Special: Op weg naar Arkham Knight: Een trip naar het gekkenhuis – Nu de release van Batman: Arkham Knight eindelijk met rasse schreden dichterbij komt, is het geen slecht idee om even terug te blikken op de drie voorgangers die deze release mogelijk maakten. Hiervoor keren we noodzakelijkerwijs terug naar het jaar 2009, waarin games gebaseerd op superhelden nog min of meer synoniem stonden aan lage scores en teleurgestelde fans. Uiteraard had je enkele filmadaptaties die best te pruimen waren, maar voor elke Spider-Man 2 had je wel een Superman Returns, terwijl elke X-Men Origins: Wolverine een Thor: God of Thunder naast zich in de winkelrekken moest verdragen. En toen kwam Rocksteady met Batman: Arkham Asylum… en ging het licht aan.

Een gouden eerste indruk

Ik herinner me nog goed het moment waarop ik de eerste trailer van Arkham Asylum een kans gaf. Toen de game aangekondigd werd, had ik mijn schouders opgehaald. De zoveelste poging om een deftig spel te ontwikkelen met Batman in de hoofdrol? Pfff! Wanneer gingen ze eindelijk eens doorhebben dat dit soort haastig in elkaar gestoken rotzooi nooit zou werken? Ontwikkelaars hadden het al meermaals geprobeerd en ik was vaak genoeg teleurgesteld geweest. Rocksteady, een relatief bescheiden studio die zich nog volledig moest bewijzen, zou daar echt niets aan kunnen veranderen. Althans, dat dacht ik. Toen de eerste trailer op het wereldwijde web losgelaten werd, verdween mijn scepsis als sneeuw voor de zon.

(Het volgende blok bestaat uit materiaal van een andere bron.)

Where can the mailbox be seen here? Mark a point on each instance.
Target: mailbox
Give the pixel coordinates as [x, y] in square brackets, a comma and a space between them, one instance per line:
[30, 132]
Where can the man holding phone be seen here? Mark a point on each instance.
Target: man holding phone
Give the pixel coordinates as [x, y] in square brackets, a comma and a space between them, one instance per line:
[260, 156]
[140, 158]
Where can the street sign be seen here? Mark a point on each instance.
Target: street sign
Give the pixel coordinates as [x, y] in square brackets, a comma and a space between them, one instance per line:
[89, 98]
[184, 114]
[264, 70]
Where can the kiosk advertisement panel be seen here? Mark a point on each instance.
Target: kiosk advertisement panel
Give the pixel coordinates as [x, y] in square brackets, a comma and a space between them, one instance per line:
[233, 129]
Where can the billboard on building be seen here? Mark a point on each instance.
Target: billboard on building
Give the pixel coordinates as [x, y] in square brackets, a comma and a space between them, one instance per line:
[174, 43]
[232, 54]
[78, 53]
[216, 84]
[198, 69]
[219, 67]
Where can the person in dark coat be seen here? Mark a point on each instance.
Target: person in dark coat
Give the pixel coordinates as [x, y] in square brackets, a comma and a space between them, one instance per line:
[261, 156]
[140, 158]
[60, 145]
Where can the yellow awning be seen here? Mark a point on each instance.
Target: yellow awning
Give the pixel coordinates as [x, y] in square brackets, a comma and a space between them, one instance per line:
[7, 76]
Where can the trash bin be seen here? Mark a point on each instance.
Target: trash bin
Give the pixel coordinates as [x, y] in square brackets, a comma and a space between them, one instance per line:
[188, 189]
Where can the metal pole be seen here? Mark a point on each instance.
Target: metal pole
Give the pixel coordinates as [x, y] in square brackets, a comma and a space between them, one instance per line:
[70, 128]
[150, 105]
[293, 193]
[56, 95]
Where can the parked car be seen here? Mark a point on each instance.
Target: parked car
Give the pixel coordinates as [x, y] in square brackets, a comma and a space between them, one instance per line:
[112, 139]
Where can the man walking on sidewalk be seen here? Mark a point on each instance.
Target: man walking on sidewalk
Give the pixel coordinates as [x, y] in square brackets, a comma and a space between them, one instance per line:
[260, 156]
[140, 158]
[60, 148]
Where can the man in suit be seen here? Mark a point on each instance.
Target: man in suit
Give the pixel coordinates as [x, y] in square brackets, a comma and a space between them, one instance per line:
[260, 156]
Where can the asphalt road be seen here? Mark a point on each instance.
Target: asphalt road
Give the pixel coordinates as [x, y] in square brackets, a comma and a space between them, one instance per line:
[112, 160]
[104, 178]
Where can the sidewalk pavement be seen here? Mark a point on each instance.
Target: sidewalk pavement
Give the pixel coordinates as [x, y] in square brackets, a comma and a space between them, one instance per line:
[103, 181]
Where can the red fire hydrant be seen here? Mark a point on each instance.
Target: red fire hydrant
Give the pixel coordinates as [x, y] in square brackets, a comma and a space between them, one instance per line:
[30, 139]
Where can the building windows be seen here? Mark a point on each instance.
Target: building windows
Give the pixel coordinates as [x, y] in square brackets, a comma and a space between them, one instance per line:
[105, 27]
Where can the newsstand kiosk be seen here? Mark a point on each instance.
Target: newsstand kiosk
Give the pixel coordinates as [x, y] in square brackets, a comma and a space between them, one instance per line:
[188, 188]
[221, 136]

Passie voor het bronmateriaal

Het is moeilijk om de precieze reden aan te wijzen waarom ik onmiddellijk overtuigd was. Ik denk dat ik het nog het best verwoord als ik stel dat elk frame van de trailer ‘passie’ uitstraalde. Het was mij direct duidelijk dat Batman: Arkham Asylum meer zou worden dan de honderdste bedrieglijke poging om snel wat geld te verdienen. Rocksteady was duidelijk verliefd op het bronmateriaal en bleek ook niet bang te zijn om de game die liefde te laten uitademen. Toen de game in de winkelrekken belandde, was die passie in alle hoeken en krochten van de spelwereld terug te vinden. Dat mag je trouwens letterlijk nemen, aangezien de game zo tjokvol zat met easter eggs dat fans van blijdschap spontaan de muren op gingen rennen.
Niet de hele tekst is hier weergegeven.